Title "Product Manager" is a step down from where you've been operating. Doesn't need to be resolved on this call, but ask about growth path and scope to gauge whether the work matches a senior level even if the title doesn't.
Equity Not a meaningful sweetener right now. Macro conditions don't support illiquid startup equity as comp, and your life stage needs predictable income. Don't dismiss it, but don't let them use it to offset a low base.
Work Setup Fully remote required. Job says "preference for Lower Mainland" but they use #remoteworking on LinkedIn. Clarify early—if this is 5-day in-office in Burnaby, it may be a dealbreaker.
Benefits Strong health benefits and perks would help offset the lower comp band. Ask Karen what the benefits package looks like.
If Karen asks about salary expectations:
"I saw the posted range is $90K to $120K. To be transparent, given my experience—I've been operating at a senior level across product, cross-functional leadership, and complex technical programs—I'd need to be at the top of that range or above. I'm also looking for a fully remote setup and strong benefits. I'd love to learn more about the role scope to see if there's alignment, but I want to be upfront about where I'm at."
Strategy Don't apologize or over-explain. State it once, clearly, then move on. If the range is truly capped at $120K and they can't flex, better to know now. If they can flex for the right candidate, you've anchored high.
Ask Karen

Your Questions

Prioritized for a 20–30 min screen. Ask the first 3–4; save the rest if time allows.

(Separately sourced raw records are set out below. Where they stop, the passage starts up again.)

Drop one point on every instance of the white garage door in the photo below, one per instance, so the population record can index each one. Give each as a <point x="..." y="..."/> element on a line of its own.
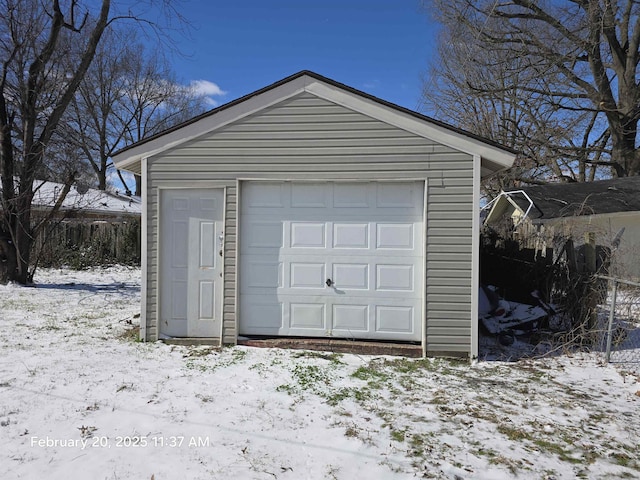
<point x="332" y="259"/>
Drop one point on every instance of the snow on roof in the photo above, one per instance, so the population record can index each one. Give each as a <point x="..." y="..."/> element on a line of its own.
<point x="91" y="201"/>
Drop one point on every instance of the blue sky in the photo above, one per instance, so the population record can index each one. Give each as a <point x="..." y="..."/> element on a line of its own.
<point x="379" y="46"/>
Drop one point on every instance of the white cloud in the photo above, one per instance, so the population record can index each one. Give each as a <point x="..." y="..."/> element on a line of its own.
<point x="205" y="87"/>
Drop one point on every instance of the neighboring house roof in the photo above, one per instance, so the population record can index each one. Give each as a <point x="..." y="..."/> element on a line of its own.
<point x="558" y="200"/>
<point x="495" y="157"/>
<point x="584" y="198"/>
<point x="93" y="201"/>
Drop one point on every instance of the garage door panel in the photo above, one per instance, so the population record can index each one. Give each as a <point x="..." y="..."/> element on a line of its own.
<point x="394" y="319"/>
<point x="307" y="275"/>
<point x="394" y="236"/>
<point x="264" y="196"/>
<point x="351" y="235"/>
<point x="308" y="235"/>
<point x="351" y="318"/>
<point x="309" y="196"/>
<point x="395" y="277"/>
<point x="258" y="273"/>
<point x="351" y="275"/>
<point x="307" y="316"/>
<point x="351" y="195"/>
<point x="263" y="234"/>
<point x="366" y="239"/>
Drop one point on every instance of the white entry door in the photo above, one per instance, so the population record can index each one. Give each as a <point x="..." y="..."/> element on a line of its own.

1. What does the work setup look like—fully in-office, hybrid, or remote?
Critical logistics. Job says Vancouver preference but they use #remoteworking on LinkedIn.
2. Is this a new headcount or backfill?
New = scope ambiguity (opportunity + risk). Backfill = existing expectations and runway.
3. How big is the product team today, and who would this role report to?
Clarifies scope and seniority. CEO has PM background—is PM reporting directly or through a layer?
4. What does the full interview process look like beyond this call?
Timeline planning. Deadline is Apr 7 for applications—process may extend beyond that.
5. Which product(s) would this PM primarily own?
Five products + a new AI tool. Owning one vs. many changes the role entirely.
6. What does the benefits package look like—health, dental, any other perks?
Comp band is tight. Strong benefits could offset. Also signals how the company invests in people.
7. How much direct customer interaction does the PM have today?
Job posting emphasizes external-facing. Validate this is real, not aspirational.